Suicide as a Policy Matter

By Karl T. Muth - 06 January 2015

Karl Muth argues that policymakers should approach suicide as a choice, and not a crime or a disease.

After a recent suicide in my own family, and having recently revised my will (and associated legal documents, including those specifying that heroic and extraordinary efforts not be made to prolong my life if I am terribly ill or mortally wounded), I’ve been thinking about the conversations we have about suicide. It is these conversations, often, that drive policy – since policy in areas like organ donation and euthanasia are led by public narratives at least as often as they’re led by empirical policy analysis.

An unfair judgment is made by observers, the media, and the law in the case of suicide, however. For years, states in the American south (led by Texas) voided the wills and codicils of those who committed suicide. The idea was that, by punishing heirs, public policy would run counter to suicide and dissuade people from committing suicide. If this worked, however, we should have seen a deterrent effect at least roughly correlated with the size of the deceased’s or deceased-to-be’s estate. I’ve seen no evidence such policies deterred suicide.

These policies to deter suicidal people – in a way that was ignorant of both contextual and mental health factors – were simple, and derived from German and French (Vatican-influenced) rules that forbade the passage of land contracts and land grants as a result of suicides. This led to elaborate schemes to claim those who had committed suicide had died in other ways to ensure inheritances did not escheat to the church (perhaps most famously, by inventing deaths in the Albigensian Crusade among landholders in Alsace, who actually committed suicide due to the financial troubles and poor harvests of Alsacean major plotholders the time).

I don’t much prefer the phrase “committed suicide” which does, in itself, suggest that suicide should be criminalized or is a fundamentally amoral act. I don’t believe this to be true and don’t believe public policy should embrace as fact either of these interpretations: 1) that suicide is generally the result of mental illness or 2) that suicide is something society should wholesale discourage. There are perfectly reasonable scenarios in which a person, unafflicted by mental troubles, might face financial ruin, public embarrassment, or political doom that would lead a reasonable person to suicide.

But even this standard is flawed: The standard – from a legal and public policy standpoint – must be subjective rather than objective, it must not hinge on whether a reasonable person or some third person would commit suicide under the same circumstances, as it is not the circumstance but the circumstance as observed that most often motivates the act. This is what leads some to the (incorrect) belief that mental illness is a prerequisite to suicide, that only an insane interpretation of the situation could lead one to kill himself (or herself).

The most troubling public policy trend, which is merely the symptom of a broader trend in public opinion, is that suicide is acceptable when it is a type of euthanasia. The best way to visualise this argument is to picture two people, A and B. A has been recently diagnosed with incurable cancer that will be painful and expensive to treat. B is perfectly healthy in the physical sense, but has engaged in a series of transactions that may subject him to millions of pounds in civil penalties, the forfeiture of his law license, and potentially even a period of incarceration. The prevailing Anglo-American sentiment (and public policy) runs in favour of the concept that A committing suicide is understandable (and perhaps even admirable), while B’s suicide is not.

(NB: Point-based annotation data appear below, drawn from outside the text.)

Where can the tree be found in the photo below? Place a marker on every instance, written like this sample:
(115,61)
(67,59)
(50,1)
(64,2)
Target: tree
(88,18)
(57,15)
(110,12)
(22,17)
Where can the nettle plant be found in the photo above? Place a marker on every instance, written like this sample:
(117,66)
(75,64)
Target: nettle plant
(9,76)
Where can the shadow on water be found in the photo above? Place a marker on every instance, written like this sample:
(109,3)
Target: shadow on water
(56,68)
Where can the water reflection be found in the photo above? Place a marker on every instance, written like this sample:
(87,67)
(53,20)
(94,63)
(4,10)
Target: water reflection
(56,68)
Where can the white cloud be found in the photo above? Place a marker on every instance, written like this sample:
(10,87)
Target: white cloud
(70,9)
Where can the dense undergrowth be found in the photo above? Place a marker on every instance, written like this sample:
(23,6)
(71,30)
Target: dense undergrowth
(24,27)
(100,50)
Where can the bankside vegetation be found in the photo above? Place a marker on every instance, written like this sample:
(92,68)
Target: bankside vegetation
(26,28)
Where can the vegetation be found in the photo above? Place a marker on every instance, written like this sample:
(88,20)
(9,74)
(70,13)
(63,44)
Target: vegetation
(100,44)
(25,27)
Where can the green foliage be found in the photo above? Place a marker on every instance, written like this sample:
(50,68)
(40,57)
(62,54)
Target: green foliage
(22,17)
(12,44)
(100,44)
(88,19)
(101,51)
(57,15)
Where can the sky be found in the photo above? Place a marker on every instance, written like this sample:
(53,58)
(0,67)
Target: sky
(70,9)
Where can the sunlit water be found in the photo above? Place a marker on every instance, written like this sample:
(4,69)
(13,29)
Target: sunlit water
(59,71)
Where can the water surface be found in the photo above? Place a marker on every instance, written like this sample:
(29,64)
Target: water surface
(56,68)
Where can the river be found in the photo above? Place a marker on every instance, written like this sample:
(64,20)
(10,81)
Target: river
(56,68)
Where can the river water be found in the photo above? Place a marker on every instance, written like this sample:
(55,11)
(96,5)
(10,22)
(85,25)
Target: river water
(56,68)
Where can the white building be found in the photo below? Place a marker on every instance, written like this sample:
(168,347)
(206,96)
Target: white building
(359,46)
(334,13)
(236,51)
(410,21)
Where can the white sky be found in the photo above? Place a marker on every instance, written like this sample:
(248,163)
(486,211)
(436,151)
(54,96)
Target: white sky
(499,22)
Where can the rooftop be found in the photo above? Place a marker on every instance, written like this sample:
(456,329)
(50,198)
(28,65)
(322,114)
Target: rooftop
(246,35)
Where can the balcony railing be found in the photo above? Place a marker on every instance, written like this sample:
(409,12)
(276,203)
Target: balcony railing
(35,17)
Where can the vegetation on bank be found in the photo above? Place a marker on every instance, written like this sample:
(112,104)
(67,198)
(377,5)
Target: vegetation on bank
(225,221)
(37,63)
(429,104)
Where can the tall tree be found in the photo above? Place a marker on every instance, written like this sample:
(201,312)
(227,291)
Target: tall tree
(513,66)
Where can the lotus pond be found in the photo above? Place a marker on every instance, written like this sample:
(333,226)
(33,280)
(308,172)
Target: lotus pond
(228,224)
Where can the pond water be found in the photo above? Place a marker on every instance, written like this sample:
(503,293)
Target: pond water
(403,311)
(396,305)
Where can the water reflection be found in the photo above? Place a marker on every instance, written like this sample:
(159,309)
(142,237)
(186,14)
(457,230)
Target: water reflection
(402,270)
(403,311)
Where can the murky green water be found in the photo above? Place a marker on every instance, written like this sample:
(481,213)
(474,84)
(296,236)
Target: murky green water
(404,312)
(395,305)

This has the indirect effect of delegating the decision to commit suicide to the medical profession. This is not only unfair in the expectations (and burdens) it places on physicians, but unfair in the loss of agency it creates for patients. In essence, by saying that A’s suicide is reasonable while B’s suicide is not reasonable, as policymakers we’ve “outsourced” the suicidal decision away from A and B and to A’s physician and B’s physician. This is inequitable to all parties involved. Further, this positions suicide as an acceleration of illness rather than a conscious decision by a person to end his or her life.

As policymakers and advisors to policymakers, we must stop treating suicide as an arbitrary posthumous diagnosis of mental illness and must stop forcing medical professionals to be unwilling intermediaries in our decisions to kill ourselves. The use of these proxies and stereotypes and simplifications is not only intellectually disappointing, but philosophically dangerous. Until we realise that suicide is a choice, and not a crime or a disease, we will not be able to influence the behaviour of those considering this serious, and irreversible, path.